Pequeño cuento de Marcelo Zabaloy, ilustrado por José Bejarano.
Una soleada mañana de otoño ocurre un accidente en el centro de la ciudad. Un auto ha atropellado a un peatón, que cruzaba desde la plaza Rivadavia hacia la Catedral. El conductor asustado baja del auto y corre a auxiliar a la víctima. El cielo se cubre de nubes negras. Los ocasionales testigos se agolpan alrededor de ambos. La víctima murmura algo al oído del conductor acongojado, después cierra los ojos y tumba la cabeza sobre un hombro. En cuestión de segundos los testigos arden súbitamente y se convierten en montones de ceniza que vuelan con el viento. Miles de pequeñas antorchas revolotean y se extinguen en gritos desgarradores.
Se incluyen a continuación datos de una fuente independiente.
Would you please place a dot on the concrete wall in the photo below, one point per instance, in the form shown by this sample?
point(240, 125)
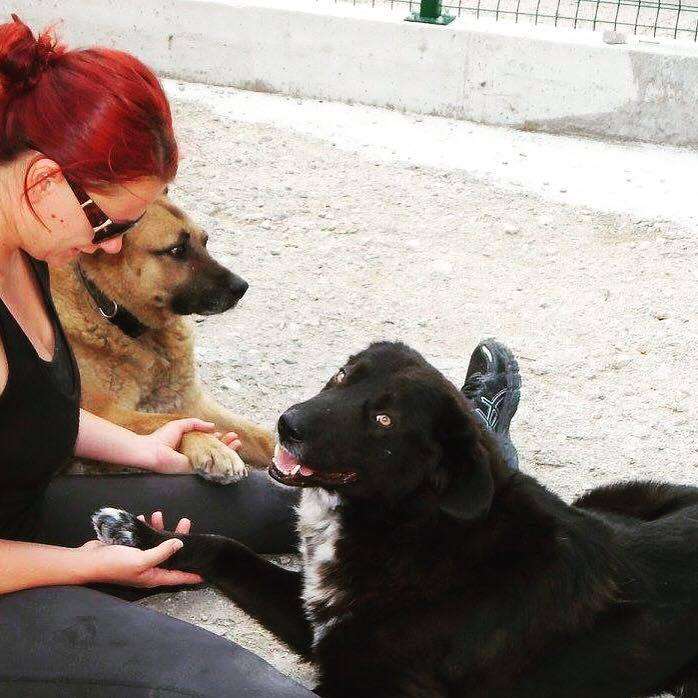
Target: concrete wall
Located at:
point(514, 75)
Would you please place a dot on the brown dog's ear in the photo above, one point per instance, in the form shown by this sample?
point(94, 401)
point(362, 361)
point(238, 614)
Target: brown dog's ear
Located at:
point(466, 486)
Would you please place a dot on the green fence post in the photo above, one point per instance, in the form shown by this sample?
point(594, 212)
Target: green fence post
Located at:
point(430, 12)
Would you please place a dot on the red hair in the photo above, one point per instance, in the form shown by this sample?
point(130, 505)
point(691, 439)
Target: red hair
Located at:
point(99, 113)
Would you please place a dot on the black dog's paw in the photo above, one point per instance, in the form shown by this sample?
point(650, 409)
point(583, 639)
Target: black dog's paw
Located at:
point(117, 527)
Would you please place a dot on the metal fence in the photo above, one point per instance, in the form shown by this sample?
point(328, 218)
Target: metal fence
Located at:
point(647, 18)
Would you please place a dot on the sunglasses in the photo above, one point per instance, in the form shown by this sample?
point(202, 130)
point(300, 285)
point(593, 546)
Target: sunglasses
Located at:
point(103, 227)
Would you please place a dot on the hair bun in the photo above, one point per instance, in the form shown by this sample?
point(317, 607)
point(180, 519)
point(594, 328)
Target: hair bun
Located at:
point(23, 57)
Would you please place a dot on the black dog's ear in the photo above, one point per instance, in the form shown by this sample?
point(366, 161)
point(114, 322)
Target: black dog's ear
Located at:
point(465, 479)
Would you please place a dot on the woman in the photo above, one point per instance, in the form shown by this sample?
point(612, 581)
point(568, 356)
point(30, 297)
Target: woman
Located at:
point(86, 143)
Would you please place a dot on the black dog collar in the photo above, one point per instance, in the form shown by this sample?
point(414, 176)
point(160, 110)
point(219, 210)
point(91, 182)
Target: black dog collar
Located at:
point(110, 310)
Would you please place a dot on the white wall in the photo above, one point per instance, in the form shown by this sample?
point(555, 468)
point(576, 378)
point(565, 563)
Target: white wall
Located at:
point(515, 75)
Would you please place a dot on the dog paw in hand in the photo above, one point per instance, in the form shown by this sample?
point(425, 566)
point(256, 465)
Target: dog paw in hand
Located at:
point(212, 459)
point(117, 527)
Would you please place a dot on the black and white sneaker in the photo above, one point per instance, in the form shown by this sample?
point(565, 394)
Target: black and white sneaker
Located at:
point(493, 384)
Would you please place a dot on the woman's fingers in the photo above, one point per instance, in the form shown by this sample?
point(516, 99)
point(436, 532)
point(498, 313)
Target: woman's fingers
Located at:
point(166, 549)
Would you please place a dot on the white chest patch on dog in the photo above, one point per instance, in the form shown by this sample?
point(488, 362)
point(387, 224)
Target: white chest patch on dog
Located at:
point(319, 527)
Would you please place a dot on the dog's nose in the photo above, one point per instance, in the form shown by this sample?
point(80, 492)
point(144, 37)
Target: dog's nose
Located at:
point(289, 428)
point(238, 288)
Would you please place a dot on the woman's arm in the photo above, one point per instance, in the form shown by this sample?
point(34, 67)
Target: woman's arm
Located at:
point(101, 440)
point(28, 565)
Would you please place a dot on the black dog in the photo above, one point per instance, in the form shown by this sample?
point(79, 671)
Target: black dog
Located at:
point(432, 570)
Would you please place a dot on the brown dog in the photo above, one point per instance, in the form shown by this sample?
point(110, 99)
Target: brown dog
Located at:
point(123, 315)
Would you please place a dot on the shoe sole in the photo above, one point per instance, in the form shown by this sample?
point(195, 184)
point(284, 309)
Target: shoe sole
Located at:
point(513, 381)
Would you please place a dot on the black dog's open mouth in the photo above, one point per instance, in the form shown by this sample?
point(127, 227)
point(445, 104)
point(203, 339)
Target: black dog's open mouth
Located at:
point(288, 470)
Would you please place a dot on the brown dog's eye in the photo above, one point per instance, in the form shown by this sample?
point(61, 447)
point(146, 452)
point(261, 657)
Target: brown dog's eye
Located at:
point(383, 420)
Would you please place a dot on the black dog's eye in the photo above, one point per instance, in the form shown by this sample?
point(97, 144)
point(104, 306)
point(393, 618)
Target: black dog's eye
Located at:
point(384, 421)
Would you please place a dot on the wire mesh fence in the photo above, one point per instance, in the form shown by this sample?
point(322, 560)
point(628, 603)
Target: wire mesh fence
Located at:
point(648, 18)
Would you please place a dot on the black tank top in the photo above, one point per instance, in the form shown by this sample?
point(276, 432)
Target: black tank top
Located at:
point(39, 415)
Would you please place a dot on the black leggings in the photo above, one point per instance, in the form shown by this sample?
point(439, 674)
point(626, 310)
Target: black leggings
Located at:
point(75, 642)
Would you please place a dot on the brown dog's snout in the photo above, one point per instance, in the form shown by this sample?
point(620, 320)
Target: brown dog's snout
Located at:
point(238, 287)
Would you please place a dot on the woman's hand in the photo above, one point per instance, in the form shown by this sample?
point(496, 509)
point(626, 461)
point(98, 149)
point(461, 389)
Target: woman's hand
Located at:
point(101, 440)
point(163, 442)
point(118, 564)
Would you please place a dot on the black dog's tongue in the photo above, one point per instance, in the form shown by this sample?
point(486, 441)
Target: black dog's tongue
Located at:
point(288, 464)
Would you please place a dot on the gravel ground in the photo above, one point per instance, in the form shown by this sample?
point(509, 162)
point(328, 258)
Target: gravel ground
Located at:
point(341, 249)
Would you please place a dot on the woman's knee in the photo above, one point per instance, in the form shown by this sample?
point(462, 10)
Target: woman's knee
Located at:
point(79, 637)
Los edificios se desploman como castillos de naipes y las calles con una gula sucesiva se tragan todo lo que hay en ellas. Flota un humo espeso en el aire envenenado y oscuro. Llueve a cántaros. Tan sólo ha quedado el conductor del automóvil sentado en el cordón de la vereda. Repite anonadado las palabras dichas por el moribundo: «Has destrozado la profecía. Yo no debía morir dos veces»
Explotó el polo petroquímico, va.
Una joya que se labra desde el título
¿Pequeño cuento? ¡Extraordinario! Y por si fuera poca la joyita, además, muy actual, escalofriante.